Postmodern Agriculture - Food With Full Attention
(Ferndale, Washington)

We Are Glacial Erratics

Toni and I just finished watching an old NOVA program on the Lake Missoula floods. These were glacial floods that carved out the channeled scablands of central Washington, the Columbia Gorge and petered out in the Willamette Valley of Oregon. As some of you may know, Missoula, Montana is at the center of five valleys - one of the reasons it has a smog problem in the winter. During the last Ice Age, a great ice dam would form periodically and block up the water from what is now known as the Clark Fork River. At the base of the ice dam, the water molecules could not expand and so did not become solid - in effect, supercooled water under intense pressure. This water looked for points of release and expanded any and all cracks until the ice dam cracked from the inside out. When it finally gave way, trillions of gallons of water were released and flowed west through Washington, the Gorge and down into the Willamette Valley, as well as to the sea. It only took a few hours and was truly a spectacular cataclysmic event. It is also likely that there were several such events and some Paleo-Indians may have been witness to some of the events, as they happened between 20,000 - 15,000 years ago. However, there are no stories in the myths of the indigenous tribes of the Pacific Northwest that I know about.

One of the interesting features of these Lake Missoula floods is the presence of glacial erratics scattered about the landscape. Glacial erratics are huge boulders strewn about the landscape in odd places. You can see them in Vancouver, Washington and Portland, Oregon, as well as in the channeled scablands of central Washington. They come about as glaciers move across a landscape and sheer off hunks of rock and assimilate them into the moving ice sheet. They then are deposited as the glaciers melt. In the Lake Missoula floods, the glacial erratics were probably carried in the chunks of ice that broke off the huge pieces of the ice dam as it moved through the landscape and then settled out as the ice chunks melted.

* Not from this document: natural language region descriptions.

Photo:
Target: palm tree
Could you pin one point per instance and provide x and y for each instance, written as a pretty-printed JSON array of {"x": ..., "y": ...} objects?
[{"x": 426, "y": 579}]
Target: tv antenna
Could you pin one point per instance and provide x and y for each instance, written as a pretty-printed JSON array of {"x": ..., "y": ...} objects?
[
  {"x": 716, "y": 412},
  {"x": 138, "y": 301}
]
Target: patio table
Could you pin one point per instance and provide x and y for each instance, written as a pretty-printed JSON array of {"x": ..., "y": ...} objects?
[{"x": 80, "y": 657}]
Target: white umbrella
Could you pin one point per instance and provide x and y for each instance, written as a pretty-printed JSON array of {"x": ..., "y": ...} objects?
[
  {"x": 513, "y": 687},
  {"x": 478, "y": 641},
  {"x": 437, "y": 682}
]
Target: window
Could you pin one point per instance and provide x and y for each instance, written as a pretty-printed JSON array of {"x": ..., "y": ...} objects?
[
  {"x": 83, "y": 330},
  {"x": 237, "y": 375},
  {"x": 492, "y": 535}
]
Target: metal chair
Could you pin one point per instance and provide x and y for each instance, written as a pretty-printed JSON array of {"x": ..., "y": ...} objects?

Toni and I are sort of like glacial erratics. We were assimilated into the great Movement of the 60's, as so many of our comrades were, and carried along in the tide of social unrest. When the flood settled out and the protective shell melted, we ended up scattered about the landscape. It is quite amusing that we ended up as glacial erratics (and yes, we are often erratic!) in Vancouver on the same ground as the glacial erratics of the great Lake Missoula floods. Then we sort of rolled up the coast to Ferndale. So here we are and we are still erratic. There are many of us scattered about the landscape and sometimes we recognize each other.